Nach wie vor auf den Nägeln brennt der Schulleitung und den Eltern der Schüler der Gechinger Schlehengäuschule das marode Dach über der Schulturnhalle sowie den Nebenräumen derselben.

Gechingen. Auch wenn derzeit Ferien sind und wegen der trockenen Witterung keine Gefahr besteht, dass es reinregnet, so ist der Schulbetrieb des neuen Schuljahres nicht weit. Im Herbst und Winter wird Hausmeister Ewald Fleps wieder Eimer platzieren müssen, um das eindringende Wasser aufzufangen. In der letzten Sitzung des Gemeinderates vor der Sommerpause wurde die Entwurfsplanung des Ingenieurbüros Bugenings Eisenbeis Ingenieure aus Calw für die Sanierung von Dach und Fassade der Turnhalle gebilligt. Darüber hinaus wurde das Büro beauftragt, den Planungsprozess so weiter zu führen, dass mit Bewilligung eines noch zu stellenden Förderantrags nahtlos mit der Ausführung begonnen werden kann. Die Kosten der Maßnahme liegen laut der vom Ingenieurbüro vorgelegten Kostenberechnung bei 757 000 Euro.

Die im Technischen Ausschuss (TA) vorberatene Entwurfsplanung stellte Dirk Bugenings den Räten vor. Sie sieht über Halle und Nebenräume je ein Pultdach mit sieben Grad Dachneigung vor. Durch die Südausrichtung ist es möglich und sinnvoll, jeweils eine Photovoltaik-Anlage (PV) zu montieren, wie der Ingenieur ausführte. Dächer und Fassaden sollen als Einheit auch energetisch saniert werden, denn die jetzigen Waschbetonfassaden haben keinerlei dämmenden Effekt.
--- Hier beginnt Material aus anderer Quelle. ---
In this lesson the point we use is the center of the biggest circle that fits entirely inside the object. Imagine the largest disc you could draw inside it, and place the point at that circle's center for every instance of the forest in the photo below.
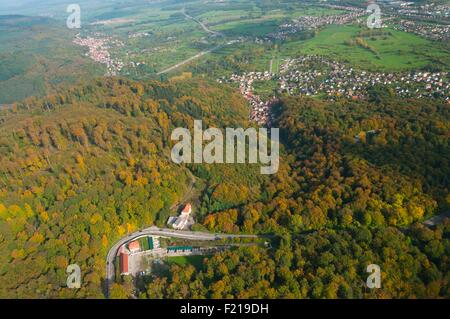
(83, 167)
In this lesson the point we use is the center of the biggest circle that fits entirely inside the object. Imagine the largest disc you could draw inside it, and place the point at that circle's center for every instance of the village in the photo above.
(315, 22)
(315, 76)
(99, 51)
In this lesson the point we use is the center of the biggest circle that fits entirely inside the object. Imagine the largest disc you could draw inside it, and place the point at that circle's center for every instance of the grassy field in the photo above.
(196, 261)
(36, 56)
(398, 51)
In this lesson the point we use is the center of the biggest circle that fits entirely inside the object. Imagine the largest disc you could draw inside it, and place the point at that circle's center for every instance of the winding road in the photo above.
(198, 55)
(164, 232)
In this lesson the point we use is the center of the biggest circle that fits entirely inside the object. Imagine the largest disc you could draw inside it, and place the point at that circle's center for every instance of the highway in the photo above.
(164, 232)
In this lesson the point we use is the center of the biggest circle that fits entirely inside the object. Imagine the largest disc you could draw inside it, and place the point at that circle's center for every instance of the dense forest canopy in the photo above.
(84, 167)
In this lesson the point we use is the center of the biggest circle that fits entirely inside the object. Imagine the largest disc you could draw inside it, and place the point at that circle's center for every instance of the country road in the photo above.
(200, 23)
(198, 55)
(110, 272)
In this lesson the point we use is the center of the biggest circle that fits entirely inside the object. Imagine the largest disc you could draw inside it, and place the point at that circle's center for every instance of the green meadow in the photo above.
(396, 51)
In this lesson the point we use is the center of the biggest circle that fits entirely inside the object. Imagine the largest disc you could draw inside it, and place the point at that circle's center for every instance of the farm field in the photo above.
(397, 51)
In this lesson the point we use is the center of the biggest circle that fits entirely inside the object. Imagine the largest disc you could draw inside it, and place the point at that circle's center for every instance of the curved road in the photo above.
(159, 232)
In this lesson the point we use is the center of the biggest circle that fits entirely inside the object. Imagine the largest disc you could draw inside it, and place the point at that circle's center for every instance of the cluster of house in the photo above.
(183, 221)
(259, 109)
(99, 51)
(430, 10)
(313, 75)
(314, 22)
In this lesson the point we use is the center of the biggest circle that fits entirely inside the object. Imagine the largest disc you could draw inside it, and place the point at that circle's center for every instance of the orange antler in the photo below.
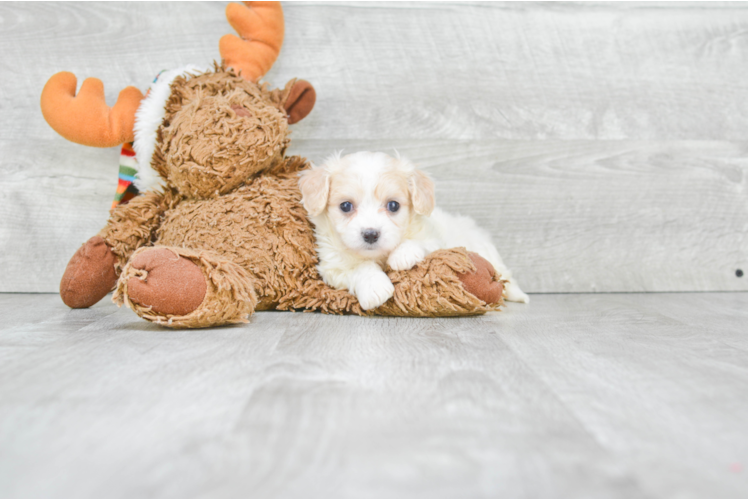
(86, 118)
(260, 25)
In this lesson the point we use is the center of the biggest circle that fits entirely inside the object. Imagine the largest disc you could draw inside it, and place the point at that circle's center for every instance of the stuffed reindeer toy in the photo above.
(218, 230)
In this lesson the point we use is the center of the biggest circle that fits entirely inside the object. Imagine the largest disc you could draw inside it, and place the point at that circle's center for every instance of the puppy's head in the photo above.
(370, 199)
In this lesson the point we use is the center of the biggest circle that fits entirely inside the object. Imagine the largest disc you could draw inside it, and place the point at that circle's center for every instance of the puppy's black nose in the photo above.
(370, 235)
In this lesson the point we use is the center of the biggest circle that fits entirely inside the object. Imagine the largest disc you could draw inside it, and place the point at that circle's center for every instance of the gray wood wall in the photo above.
(603, 144)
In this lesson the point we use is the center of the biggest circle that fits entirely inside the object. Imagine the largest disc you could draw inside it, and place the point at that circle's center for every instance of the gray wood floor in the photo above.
(584, 395)
(602, 143)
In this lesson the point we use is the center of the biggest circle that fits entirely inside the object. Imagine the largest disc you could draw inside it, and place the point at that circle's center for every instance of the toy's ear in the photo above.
(299, 100)
(314, 184)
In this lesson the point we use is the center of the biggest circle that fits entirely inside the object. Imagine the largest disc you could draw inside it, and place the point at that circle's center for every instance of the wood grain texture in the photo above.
(606, 395)
(615, 129)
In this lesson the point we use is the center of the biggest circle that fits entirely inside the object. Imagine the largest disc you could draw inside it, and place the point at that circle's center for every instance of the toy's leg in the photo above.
(185, 288)
(90, 274)
(447, 283)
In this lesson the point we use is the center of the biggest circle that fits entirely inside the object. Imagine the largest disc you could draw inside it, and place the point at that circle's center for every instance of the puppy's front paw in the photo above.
(375, 291)
(405, 257)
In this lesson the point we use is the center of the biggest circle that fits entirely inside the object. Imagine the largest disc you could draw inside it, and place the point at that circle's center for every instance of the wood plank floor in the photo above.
(608, 395)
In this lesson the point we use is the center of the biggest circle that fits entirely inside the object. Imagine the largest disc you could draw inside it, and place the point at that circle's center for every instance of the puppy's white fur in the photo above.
(369, 182)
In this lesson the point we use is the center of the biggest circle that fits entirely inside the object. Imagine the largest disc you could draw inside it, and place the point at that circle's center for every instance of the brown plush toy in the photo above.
(220, 231)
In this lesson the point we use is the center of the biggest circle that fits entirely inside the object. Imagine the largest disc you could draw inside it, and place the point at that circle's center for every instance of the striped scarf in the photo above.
(128, 167)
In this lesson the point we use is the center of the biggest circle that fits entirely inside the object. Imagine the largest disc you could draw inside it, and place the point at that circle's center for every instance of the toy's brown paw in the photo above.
(481, 282)
(90, 274)
(166, 282)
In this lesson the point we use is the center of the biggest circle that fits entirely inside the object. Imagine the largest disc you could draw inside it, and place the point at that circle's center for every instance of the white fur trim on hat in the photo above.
(148, 119)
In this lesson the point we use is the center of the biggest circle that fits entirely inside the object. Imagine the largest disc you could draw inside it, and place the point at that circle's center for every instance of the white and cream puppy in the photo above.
(370, 209)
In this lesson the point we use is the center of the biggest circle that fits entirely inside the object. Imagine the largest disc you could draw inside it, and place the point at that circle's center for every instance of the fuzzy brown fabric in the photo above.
(232, 211)
(230, 296)
(167, 282)
(134, 224)
(484, 282)
(90, 274)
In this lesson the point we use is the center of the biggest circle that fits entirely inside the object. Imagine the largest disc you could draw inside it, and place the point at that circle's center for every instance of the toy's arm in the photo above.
(446, 283)
(133, 225)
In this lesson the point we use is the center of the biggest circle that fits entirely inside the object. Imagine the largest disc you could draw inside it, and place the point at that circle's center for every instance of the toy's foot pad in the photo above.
(90, 274)
(481, 282)
(166, 282)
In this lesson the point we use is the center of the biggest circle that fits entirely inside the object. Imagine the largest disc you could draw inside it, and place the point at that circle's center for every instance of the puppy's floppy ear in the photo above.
(421, 192)
(315, 188)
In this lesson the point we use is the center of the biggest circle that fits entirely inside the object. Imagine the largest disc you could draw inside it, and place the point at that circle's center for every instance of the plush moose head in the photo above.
(202, 132)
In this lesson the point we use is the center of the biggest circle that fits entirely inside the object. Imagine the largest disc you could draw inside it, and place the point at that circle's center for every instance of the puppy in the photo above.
(370, 209)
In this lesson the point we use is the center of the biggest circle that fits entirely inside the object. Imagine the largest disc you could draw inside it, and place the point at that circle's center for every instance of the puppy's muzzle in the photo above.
(370, 236)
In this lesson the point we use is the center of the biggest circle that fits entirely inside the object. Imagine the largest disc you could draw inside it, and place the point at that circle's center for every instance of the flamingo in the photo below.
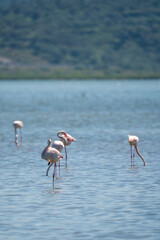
(51, 155)
(18, 124)
(133, 140)
(59, 145)
(68, 138)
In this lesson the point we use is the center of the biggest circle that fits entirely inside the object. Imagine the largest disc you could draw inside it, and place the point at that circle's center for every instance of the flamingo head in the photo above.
(49, 142)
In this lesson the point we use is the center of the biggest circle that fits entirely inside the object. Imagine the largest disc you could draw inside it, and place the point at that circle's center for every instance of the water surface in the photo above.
(98, 196)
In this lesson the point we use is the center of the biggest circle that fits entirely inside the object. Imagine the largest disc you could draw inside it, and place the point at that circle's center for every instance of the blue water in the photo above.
(99, 195)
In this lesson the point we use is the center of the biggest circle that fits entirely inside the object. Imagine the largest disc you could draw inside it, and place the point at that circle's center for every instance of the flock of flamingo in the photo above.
(52, 154)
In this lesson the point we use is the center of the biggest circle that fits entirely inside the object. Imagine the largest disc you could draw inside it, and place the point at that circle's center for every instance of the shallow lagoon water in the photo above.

Plan mit Satteldach als Alternative

Bugenings hatte als Alternative auch einen Plan mit Satteldach auf der Halle dabei, weil manchem Rat die künftige Höhe der Turnhallenwand hin zur Schillerstraße durch das Pultdach doch recht hoch erschien. Das Kostendelta zwischen Pult und Sattel liegt laut Bugenings bei rund 9000 Euro. Er gab zu bedenken, dass beim Satteldach eine beidseitige Dachentwässerung notwendig und eine PV-Anlage aufwendiger oder kleiner wird.

Jan Wentsch fragte nach der Zeitschiene für das Projekt: "Wann ist das Dach fertig?" Das hängt davon ab, wann die noch zu beantragende Förderung bewilligt sein wird, sagte Kämmerer An­dreas Bastl. Der Förderantrag für das Programm "Kommunaler Sportstättenbau", aus dem es bis zu 30 Prozent Förderung gibt, ist bis 31. Dezember zu stellen, wobei mit drei bis sechs Monaten bis zum Bewilligungsbescheid zu rechnen sei. Allerdings ist "aktuell ein Förderprogramm für die Kommunen anlässlich der Auswirkungen der Corona-Pandemie insbesondere auf die Kommunalfinanzen in der Diskussion", heißt es in der Sitzungsvorlage. Hierzu werde man im September Genaueres wissen und dann entscheiden, welche Förderung den höheren Zuschuss möglich macht, so Bastl.

Bugenings rechnet mit einer Bauzeit für Dach und Fassade von drei bis fünf Monaten und empfiehlt, die Arbeiten 2021 in den Sommerferien zu beginnen. "Was passiert, wenn der Förderbescheid negativ ist?", fragte der Ingenieur, "machen sie es dann trotzdem?" Er gehe davon aus, gab er sich selbst die Antwort. Deshalb könne sein Büro sofort anfangen, die Planung für den Bauantrag fertigzustellen sowie die Ausschreibungsunterlagen vorzubereiten. "Mit Bescheid der Förderung wäre dann die Genehmigung erteilt." Dies ist aus seiner Sicht die einzige Möglichkeit, die Zeit bis zum Baubeginn zu verkürzen und sollte genutzt werden.

Pult- oder Satteldach war zunächst zu entscheiden, gegen zwei Stimmen setzte sich das Pultdach durch. In einem zur Vorlage erweiterten Beschluss wurde dann einstimmig die vorliegende Entwurfsplanung gebilligt und das Ingenieurbüro weiter beauftragt, den Bauantrag fertig zu machen, die Ausführungsplanung zu erstellen und die Ausschreibung der Bauarbeiten so vorzubereiten, dass ab Förderbescheid die Arbeiten vergeben werden können.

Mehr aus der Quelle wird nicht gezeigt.